Israel Memangkas Dana untuk Palestina atas Korban Militan

banner-panjang

Israel akan menahan sekitar $ 43 juta dalam penyerahan pajak kepada Otoritas Palestina (PA) yang kekurangan uang tunai atas dukungan keuangannya untuk keluarga militan Palestina yang terbunuh atau terluka, kata kabinet keamanan Israel, Minggu.

Keputusan itu menyusul pemangkasan dana serupa oleh Israel pada bulan Februari untuk mengimbangi pembayaran PA kepada para militan Palestina yang dipenjara, di mana PA membalas dengan memboikot semua penyerahan pajak selama lebih dari setengah tahun, menggerakkan kekhawatiran bahwa itu bisa bangkrut.

Di bawah kesepakatan perdamaian sementara dari tahun 1990-an, Israel memungut pajak atas nama Palestina, yang menempatkan jumlah saat ini $ 222 juta per bulan. Dengan diplomasi terhenti sejak 2014, Israel terkadang menahan uang sebagai bentuk protes atau tekanan.

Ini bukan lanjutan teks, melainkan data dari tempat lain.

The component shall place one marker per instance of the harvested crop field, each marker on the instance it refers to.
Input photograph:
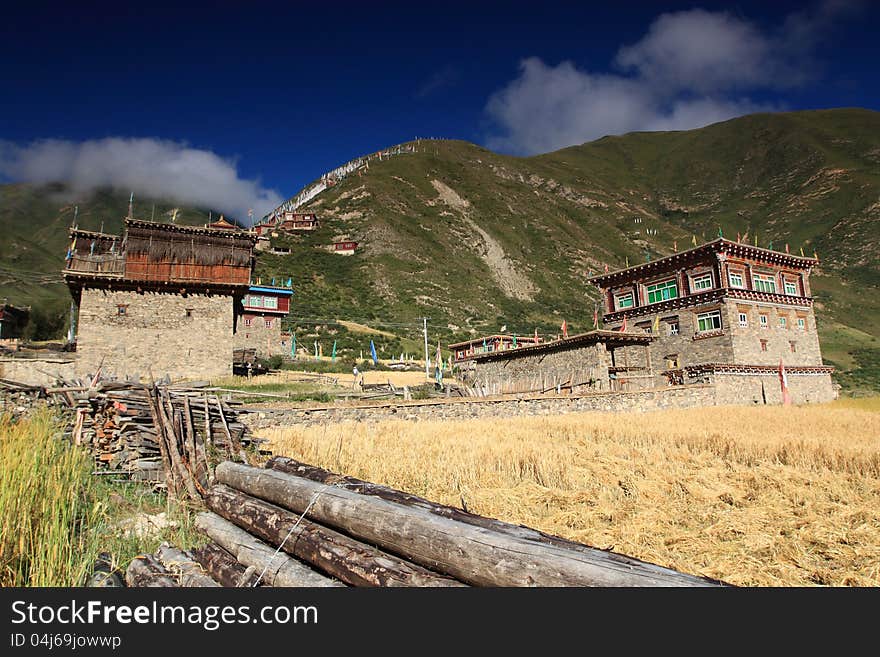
(765, 496)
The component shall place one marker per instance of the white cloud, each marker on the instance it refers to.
(691, 68)
(152, 167)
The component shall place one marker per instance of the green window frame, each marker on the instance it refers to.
(662, 291)
(622, 301)
(764, 283)
(702, 282)
(710, 321)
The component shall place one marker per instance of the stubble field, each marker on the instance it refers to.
(753, 496)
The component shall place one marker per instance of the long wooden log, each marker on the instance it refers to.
(300, 469)
(344, 558)
(224, 568)
(189, 572)
(276, 569)
(145, 571)
(472, 554)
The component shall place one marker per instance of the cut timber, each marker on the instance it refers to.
(189, 572)
(281, 570)
(294, 467)
(472, 554)
(146, 571)
(351, 561)
(224, 568)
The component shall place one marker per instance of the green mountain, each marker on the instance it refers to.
(34, 220)
(477, 241)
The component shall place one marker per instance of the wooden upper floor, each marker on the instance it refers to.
(721, 268)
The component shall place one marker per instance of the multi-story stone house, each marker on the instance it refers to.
(158, 300)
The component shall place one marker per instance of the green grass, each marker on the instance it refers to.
(809, 179)
(56, 517)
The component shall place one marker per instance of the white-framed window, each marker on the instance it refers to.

Presiden Palestina Mahmoud Abbas, meskipun terpukul oleh pemotongan bantuan AS yang tajam oleh pemerintahan Trump, telah memegang untuk membayar tunjangan kepada keluarga-keluarga Palestina yang dipenjara atas tuduhan keamanan dan mereka yang terbunuh atau terluka oleh pasukan Israel.

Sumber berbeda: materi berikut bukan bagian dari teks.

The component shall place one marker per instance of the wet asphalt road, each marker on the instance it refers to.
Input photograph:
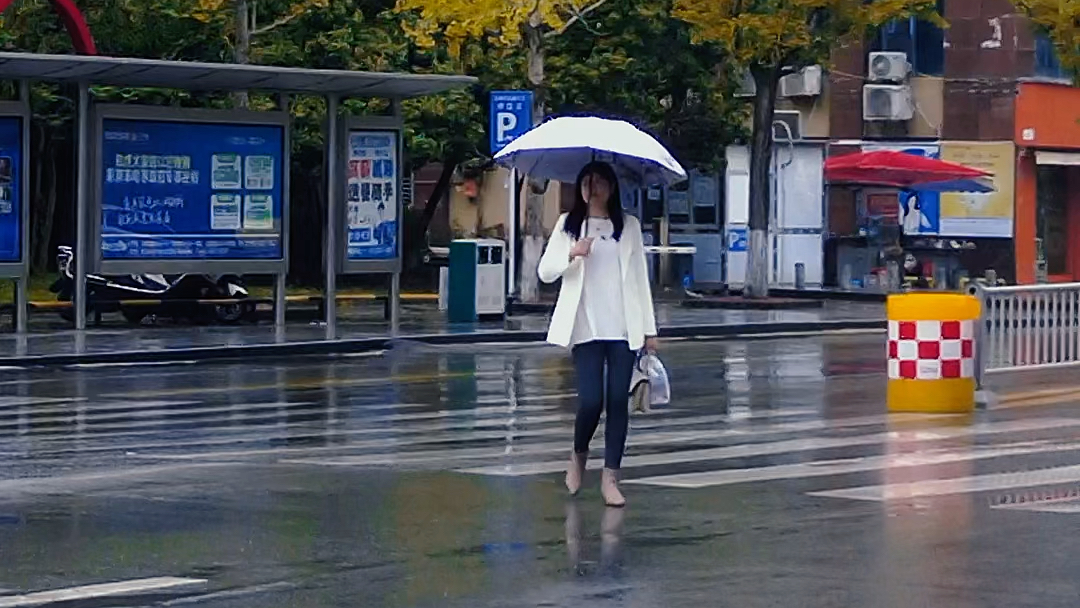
(431, 476)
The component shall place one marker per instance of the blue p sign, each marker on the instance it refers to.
(511, 117)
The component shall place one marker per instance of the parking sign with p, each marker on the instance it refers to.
(511, 117)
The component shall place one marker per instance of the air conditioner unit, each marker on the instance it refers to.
(802, 83)
(888, 67)
(888, 103)
(786, 125)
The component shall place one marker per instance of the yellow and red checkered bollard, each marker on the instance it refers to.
(932, 352)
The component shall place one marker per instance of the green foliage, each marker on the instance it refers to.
(1061, 21)
(633, 59)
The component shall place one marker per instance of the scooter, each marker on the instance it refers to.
(138, 296)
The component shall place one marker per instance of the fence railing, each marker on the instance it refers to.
(1027, 326)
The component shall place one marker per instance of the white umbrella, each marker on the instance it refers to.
(559, 148)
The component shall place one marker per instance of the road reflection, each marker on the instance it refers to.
(611, 525)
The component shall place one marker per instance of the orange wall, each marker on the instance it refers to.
(1048, 116)
(1025, 228)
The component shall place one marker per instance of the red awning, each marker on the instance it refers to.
(888, 169)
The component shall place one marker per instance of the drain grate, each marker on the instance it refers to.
(1056, 500)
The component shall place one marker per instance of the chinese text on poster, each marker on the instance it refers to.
(190, 190)
(11, 166)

Israel dan Amerika Serikat mengatakan kebijakan itu, yang ditingkatkan untuk memberikan pembayaran bulanan yang lebih besar bagi para tahanan yang menjalani hukuman yang lebih lama, mengundang kekerasan. Abbas menggambarkan para tahanan dan korban Palestina sebagai “pahlawan” perjuangan nasional.

“Ini (keputusan Israel) akan sangat merugikan kami,” kata Abbas kepada anggota partainya Fatah di kota pusat Palestina, Ramallah. “Tapi kami punya hak dan kami tidak akan takut.”

Mengatakan pemerintahan Abbas telah membayar 150 juta shekel ($ 43,37 juta) dalam bentuk tunjangan untuk korban militan pada tahun 2018, kabinet keamanan Israel mengatakan jumlah yang sama akan diperhitungkan dari pajak yang dikumpulkan untuk PA selama tahun yang akan datang.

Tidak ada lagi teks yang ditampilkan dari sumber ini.